As you have discovered, trying to come up with a general formula for $a_{n,0}$ in terms of $a_{1,\ldots}$ is not easy at all. Fortunately, you want an upper bound, not an exact value, so when working with equalities turns out to be too difficult we shall replace them with inequalities, getting a weaker result but still a satisfying one.

Starting out with the formula you give, one immediately goes back one step to

$$a_{k,m} \le \frac 1 {(m+1)(m+2)} a_{k-2,m+2} + \left( \frac 1 {(m+1)(m+2)} + \frac 1 {(m+1)(m+3)} \right) L a_{k-2,m+3} + \frac 1 {(m+1)(m+3)} L^2 a_{k-2,m+4}$$

which is quite ugly and is probably where you got stuck. The trick is to replace each fraction with the larger fraction $\dfrac 1 {(m+1)^2}$, thus obtaining (note that the middle term contains two fractions)
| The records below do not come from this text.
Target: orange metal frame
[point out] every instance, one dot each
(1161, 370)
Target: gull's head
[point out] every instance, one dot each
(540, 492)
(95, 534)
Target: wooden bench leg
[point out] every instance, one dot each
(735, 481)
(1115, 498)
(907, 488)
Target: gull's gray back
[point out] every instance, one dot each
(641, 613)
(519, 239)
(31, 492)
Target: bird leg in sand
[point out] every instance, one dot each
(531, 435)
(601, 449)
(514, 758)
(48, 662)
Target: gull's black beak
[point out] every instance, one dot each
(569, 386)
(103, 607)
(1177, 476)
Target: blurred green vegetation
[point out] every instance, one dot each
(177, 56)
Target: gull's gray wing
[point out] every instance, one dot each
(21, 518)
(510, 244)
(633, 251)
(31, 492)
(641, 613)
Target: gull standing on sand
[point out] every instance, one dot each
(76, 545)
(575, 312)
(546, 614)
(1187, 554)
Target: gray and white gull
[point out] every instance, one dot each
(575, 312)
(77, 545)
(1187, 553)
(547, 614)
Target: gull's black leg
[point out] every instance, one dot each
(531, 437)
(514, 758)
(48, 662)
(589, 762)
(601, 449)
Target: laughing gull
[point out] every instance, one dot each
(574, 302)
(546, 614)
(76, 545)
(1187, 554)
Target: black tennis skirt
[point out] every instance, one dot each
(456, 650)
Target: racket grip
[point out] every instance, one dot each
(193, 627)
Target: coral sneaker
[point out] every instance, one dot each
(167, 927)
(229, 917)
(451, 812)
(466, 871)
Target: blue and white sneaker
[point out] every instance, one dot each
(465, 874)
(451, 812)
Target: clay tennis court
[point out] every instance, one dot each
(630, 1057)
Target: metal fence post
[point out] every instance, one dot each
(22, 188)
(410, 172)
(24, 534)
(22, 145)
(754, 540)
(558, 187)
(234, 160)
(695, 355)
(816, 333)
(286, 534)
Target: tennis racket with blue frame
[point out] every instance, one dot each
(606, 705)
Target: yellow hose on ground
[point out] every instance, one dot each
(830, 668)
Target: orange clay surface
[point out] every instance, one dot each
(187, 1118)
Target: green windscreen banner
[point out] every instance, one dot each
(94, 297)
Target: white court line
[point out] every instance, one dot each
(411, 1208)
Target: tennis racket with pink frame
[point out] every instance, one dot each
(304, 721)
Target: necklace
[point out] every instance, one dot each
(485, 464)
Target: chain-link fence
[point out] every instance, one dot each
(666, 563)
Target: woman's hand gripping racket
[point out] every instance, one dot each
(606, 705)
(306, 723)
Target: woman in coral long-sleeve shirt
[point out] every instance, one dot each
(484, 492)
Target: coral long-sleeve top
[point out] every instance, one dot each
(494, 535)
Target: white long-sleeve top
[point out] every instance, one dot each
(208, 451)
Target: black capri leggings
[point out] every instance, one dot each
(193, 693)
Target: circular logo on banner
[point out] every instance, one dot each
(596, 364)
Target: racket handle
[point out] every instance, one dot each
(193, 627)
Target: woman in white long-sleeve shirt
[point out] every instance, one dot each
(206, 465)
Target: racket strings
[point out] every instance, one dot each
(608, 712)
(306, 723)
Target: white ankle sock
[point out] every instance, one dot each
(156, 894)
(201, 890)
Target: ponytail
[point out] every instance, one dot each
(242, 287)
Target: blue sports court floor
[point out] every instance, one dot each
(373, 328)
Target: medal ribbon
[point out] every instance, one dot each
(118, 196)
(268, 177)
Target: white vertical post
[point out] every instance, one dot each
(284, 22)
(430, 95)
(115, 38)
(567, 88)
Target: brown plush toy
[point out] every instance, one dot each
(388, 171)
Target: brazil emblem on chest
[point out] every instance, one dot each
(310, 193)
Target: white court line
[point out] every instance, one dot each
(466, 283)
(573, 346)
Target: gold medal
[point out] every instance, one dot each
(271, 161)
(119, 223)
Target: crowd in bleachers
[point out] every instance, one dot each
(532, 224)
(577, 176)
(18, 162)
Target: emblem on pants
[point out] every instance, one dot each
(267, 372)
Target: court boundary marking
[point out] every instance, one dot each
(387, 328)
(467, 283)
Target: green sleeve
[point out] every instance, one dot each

$$a_{k,m} \le \frac 1 {(m+1)^2} \left( a_{k-2,m+2} + 2 L a_{k-2,m+3} + L^2 a_{k-2,m+4} \right) .$$

Note that the quantity between brackets reminds us of Newton's binomial; also, note that when you sum both indices of $a$, you get $k+m$, $k+m+1$ and $k+m+2$. This makes us suspect that after backtracking, the final expression (the one involving only terms like $a_{1,\ldots}$) will look like

$$a_{k,m} \le \frac 1 {(m+1)^{k-1}} \left( \binom {k-1} 0 a_{1,k+m-1} + \binom {k-1} 1 L a_{1,k+m} + \binom {k-1} 2 L^2 a_{1,k+m+1} + \dots + \binom {k-1} {k-1} L^{k-1} a_{1,k+m-1 + k-1} \right) .$$

In order to get rid of the $a_{1,\ldots}$ we shall use $a_{1,n} \le \dfrac 1 {n+1}$. This is good, but will still give us an ugly result, therefore we shall use one more upper bound for all these terms: $a_{1,k+m+i} \le \dfrac 1 {k+m} \ \forall 0 \le i \le k-1$. Using $\sum \limits _{i=0} ^{k-1} \binom {k-1} i L^i = (1+L)^{k-1}$ will allow us to finally write

$$\color{blue} {a_{k,m} \le \frac 1 {(m+1)^{k-1}} \frac 1 {k+m} (1+L)^{k-1}} .$$

Of course, guessing is only a part of the solution. Let us use induction on $k$ to also show that our guess is correct.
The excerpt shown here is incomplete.